Data properties - Analysing location data and privacy

4.2 Analysing location data and privacy

4.2.2 Data properties

This study aimed to analyse in depth the inferences that systems can make based on people’s location data. We wished to answer questions that would help us understand deeper these inference mechanisms. These are presented in Table4.1.

Question

1. How complex is the inference mechanism?

2. Is this information linked to a specific individual?

3. Has the individual given their consent?

4. How good is the quality of this information?

5. Who has access to this information?

6. Who is the source of this information?
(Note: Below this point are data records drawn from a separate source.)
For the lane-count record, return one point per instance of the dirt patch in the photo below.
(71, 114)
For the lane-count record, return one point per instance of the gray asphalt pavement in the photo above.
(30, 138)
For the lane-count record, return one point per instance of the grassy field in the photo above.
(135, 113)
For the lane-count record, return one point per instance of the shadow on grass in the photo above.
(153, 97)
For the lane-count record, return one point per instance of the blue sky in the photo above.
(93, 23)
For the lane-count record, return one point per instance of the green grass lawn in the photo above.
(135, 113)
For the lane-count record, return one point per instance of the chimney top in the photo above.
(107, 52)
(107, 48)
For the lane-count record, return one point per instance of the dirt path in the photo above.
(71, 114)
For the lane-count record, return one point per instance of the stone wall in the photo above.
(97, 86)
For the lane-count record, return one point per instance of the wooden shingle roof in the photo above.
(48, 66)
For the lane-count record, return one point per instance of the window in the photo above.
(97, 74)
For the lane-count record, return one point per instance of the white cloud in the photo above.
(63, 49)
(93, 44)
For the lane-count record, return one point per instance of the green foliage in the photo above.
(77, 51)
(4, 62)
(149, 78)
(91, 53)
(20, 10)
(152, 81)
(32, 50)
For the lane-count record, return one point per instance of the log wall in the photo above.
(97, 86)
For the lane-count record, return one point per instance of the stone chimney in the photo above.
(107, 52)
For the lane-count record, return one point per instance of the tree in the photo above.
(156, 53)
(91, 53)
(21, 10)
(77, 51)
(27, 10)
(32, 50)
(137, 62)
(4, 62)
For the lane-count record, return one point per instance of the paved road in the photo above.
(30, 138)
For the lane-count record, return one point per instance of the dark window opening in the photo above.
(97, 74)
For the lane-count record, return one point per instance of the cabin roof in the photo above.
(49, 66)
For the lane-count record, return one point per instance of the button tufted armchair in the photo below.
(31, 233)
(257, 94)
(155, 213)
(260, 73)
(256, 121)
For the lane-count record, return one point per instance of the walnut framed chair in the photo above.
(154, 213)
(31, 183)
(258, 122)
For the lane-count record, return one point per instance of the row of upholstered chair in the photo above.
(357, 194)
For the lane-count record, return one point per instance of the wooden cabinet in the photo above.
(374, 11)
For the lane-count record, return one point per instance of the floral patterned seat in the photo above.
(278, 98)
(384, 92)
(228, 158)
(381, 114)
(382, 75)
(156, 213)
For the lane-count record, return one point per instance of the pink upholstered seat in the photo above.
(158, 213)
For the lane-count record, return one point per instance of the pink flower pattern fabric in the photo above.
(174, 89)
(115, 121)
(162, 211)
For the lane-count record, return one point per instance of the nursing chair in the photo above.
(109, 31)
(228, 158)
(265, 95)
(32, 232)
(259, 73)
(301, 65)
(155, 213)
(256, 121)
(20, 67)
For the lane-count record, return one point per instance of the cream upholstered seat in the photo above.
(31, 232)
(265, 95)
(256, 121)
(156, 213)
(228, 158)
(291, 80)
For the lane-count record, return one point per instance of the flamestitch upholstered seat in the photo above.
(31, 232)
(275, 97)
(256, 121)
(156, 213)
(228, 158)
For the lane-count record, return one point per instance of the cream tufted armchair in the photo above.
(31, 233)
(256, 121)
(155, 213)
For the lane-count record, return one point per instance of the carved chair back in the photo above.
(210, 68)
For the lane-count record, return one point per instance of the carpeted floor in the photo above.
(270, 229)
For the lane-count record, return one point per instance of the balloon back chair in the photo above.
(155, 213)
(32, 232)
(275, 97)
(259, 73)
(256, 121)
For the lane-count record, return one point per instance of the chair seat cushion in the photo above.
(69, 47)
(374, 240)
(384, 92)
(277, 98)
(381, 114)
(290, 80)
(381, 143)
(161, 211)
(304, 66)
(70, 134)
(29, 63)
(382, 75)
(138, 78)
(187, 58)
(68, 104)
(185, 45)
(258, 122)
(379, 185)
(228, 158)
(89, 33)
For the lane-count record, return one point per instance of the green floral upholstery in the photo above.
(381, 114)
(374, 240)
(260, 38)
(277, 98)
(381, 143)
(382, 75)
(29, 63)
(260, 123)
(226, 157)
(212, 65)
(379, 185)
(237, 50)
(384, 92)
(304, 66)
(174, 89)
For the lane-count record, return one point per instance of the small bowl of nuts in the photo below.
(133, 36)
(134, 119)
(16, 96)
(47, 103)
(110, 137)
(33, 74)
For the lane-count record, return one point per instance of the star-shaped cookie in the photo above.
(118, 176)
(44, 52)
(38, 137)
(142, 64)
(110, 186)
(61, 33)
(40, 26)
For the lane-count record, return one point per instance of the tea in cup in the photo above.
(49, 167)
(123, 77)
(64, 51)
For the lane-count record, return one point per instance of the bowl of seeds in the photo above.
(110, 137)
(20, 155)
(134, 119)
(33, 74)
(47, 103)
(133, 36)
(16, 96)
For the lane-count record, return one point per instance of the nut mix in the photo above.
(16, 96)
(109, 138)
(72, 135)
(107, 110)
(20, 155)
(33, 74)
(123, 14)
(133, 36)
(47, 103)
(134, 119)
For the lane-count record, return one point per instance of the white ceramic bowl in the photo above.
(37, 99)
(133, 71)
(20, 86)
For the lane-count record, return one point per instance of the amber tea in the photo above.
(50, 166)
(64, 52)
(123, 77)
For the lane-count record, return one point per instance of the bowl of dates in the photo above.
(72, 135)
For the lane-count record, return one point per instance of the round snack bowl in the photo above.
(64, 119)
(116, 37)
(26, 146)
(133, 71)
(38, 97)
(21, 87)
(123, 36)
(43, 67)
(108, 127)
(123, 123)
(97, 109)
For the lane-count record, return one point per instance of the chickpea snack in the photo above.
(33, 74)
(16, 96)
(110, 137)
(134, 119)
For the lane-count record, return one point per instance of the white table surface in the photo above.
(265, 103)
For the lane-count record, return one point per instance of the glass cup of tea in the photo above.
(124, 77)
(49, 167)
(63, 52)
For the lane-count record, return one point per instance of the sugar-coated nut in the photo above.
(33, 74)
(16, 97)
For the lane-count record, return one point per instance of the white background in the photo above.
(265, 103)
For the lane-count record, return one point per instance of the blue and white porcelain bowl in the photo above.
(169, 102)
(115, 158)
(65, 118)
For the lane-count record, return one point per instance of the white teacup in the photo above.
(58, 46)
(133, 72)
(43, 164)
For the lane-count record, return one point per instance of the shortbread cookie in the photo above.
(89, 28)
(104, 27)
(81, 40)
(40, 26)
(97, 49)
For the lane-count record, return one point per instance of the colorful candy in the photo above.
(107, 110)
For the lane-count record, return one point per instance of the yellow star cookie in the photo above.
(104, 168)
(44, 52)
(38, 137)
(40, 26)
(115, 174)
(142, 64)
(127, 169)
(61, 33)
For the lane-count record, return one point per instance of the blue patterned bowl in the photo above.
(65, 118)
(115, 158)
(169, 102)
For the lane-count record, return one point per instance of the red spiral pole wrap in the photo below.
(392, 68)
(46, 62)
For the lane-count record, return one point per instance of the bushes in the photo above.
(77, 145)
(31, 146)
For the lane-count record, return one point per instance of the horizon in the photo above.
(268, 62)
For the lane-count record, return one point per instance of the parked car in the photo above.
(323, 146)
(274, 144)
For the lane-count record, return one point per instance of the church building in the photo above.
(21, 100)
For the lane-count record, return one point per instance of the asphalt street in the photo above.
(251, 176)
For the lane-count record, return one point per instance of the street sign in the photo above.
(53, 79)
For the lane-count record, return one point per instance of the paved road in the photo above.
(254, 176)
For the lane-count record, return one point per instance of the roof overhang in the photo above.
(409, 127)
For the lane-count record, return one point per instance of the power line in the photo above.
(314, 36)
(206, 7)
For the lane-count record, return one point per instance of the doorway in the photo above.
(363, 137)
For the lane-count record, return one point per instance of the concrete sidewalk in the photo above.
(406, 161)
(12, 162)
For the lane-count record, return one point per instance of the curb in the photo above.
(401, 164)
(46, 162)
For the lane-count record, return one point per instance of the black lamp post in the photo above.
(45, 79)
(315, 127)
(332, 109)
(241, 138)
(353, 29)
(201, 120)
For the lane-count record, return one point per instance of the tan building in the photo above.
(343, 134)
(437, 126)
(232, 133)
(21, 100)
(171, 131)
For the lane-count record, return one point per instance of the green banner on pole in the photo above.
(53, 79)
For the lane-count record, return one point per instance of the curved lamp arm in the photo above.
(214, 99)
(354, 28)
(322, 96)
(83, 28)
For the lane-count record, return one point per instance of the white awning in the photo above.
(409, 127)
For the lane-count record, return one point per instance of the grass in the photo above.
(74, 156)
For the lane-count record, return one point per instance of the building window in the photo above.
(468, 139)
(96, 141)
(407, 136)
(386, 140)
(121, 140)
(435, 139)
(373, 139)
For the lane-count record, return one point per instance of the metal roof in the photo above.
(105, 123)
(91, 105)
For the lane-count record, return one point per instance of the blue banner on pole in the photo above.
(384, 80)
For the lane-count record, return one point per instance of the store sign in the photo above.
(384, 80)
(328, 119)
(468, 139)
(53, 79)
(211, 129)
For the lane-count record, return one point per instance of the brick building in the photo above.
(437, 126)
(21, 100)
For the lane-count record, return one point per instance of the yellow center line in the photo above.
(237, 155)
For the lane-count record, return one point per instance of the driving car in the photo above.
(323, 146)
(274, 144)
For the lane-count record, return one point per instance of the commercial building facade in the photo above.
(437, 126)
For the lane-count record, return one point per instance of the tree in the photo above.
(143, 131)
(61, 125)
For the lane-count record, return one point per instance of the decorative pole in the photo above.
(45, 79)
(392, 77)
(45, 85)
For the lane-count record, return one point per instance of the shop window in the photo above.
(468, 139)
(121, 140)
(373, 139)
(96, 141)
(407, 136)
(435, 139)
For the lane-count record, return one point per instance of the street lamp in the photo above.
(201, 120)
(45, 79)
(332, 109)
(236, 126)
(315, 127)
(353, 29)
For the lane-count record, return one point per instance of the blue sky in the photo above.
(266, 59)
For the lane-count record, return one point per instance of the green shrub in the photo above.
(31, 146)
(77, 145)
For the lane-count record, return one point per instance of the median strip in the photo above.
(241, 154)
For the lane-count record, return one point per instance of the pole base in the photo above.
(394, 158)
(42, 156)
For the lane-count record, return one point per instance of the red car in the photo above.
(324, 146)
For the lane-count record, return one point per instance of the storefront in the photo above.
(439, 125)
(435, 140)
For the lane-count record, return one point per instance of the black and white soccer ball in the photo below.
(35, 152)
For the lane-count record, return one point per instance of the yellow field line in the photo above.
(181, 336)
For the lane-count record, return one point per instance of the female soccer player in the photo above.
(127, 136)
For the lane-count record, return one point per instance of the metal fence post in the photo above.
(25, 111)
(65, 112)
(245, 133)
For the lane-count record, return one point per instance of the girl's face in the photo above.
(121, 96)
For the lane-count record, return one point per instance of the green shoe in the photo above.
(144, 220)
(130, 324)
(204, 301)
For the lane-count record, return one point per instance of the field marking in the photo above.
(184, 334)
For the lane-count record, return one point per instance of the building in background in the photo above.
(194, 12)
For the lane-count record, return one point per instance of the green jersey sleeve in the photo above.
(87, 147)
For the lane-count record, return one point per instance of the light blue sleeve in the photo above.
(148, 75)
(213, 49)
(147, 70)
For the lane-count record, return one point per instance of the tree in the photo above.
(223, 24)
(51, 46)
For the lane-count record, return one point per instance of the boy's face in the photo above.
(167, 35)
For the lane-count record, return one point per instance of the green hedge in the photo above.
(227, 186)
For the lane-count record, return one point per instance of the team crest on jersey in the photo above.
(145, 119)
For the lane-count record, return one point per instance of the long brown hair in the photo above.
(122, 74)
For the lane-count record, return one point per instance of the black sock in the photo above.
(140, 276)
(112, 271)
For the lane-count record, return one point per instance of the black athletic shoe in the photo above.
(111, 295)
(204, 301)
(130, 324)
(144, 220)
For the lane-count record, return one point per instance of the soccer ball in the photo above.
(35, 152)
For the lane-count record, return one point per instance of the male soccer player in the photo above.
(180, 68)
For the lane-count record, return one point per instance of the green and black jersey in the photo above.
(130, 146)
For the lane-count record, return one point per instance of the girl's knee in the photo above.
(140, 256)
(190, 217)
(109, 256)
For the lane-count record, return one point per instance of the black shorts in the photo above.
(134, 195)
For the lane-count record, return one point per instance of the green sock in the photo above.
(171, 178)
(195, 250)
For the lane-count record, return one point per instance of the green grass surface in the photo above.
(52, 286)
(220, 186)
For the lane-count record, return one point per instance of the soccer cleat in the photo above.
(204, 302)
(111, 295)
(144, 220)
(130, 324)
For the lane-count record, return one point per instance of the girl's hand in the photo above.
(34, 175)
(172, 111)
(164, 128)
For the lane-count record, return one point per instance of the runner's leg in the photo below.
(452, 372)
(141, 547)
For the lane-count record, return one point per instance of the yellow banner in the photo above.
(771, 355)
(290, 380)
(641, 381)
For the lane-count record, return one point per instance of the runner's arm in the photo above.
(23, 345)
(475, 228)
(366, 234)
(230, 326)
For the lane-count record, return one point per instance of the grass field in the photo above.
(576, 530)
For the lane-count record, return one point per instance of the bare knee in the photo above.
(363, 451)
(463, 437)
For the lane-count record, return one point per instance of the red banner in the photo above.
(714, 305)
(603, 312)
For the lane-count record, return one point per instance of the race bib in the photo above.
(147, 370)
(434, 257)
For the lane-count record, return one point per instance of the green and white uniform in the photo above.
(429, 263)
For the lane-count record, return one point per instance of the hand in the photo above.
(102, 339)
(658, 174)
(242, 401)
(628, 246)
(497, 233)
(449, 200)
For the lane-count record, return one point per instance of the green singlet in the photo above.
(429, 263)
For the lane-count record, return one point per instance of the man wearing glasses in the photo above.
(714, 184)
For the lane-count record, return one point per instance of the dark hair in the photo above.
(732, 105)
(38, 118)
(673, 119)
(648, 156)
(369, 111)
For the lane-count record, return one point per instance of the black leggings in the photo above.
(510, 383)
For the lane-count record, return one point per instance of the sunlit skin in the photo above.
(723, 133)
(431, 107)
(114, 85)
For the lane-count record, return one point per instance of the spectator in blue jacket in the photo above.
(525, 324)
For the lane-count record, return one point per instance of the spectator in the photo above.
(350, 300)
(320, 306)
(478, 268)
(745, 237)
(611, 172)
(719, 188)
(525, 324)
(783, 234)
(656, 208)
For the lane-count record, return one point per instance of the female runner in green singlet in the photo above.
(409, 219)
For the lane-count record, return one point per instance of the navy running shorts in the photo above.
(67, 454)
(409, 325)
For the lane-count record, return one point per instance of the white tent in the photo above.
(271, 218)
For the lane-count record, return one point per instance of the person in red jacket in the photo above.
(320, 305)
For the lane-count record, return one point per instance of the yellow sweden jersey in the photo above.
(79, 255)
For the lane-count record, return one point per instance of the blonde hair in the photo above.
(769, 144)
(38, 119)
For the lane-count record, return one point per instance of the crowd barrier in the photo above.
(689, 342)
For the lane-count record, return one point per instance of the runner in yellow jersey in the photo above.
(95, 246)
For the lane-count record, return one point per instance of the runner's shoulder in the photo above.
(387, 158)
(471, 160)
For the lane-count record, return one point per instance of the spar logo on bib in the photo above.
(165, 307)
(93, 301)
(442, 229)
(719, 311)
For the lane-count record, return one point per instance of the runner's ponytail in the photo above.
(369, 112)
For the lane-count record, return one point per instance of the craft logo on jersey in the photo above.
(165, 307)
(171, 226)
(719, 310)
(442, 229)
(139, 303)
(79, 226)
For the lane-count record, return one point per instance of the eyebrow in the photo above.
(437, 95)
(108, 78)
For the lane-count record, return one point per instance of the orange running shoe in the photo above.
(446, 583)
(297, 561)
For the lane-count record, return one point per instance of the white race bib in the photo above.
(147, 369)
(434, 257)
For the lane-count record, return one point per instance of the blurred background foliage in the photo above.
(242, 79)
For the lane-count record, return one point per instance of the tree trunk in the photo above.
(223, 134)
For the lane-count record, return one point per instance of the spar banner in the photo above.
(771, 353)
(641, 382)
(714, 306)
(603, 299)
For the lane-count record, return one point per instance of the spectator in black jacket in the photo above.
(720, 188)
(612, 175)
Table 4.1: Questions addressed.

Based on these questions we developed a set of properties that aim to provide a deeper insight into that data and highlight the implications of exposing location and contex-tual information. Furthermore, these properties highlight the richness of the analysed information and the possibilities they have for profiling. An initial set of properties was defined based on the background literature and later refined with a small set of research papers retrieved from the Proceedings of the Mobile Human Computer Interaction con-ferences. In other words, the set of properties was used to analyse a set of data from a test sample of systems. In that way, this initial analysis verified the selected properties.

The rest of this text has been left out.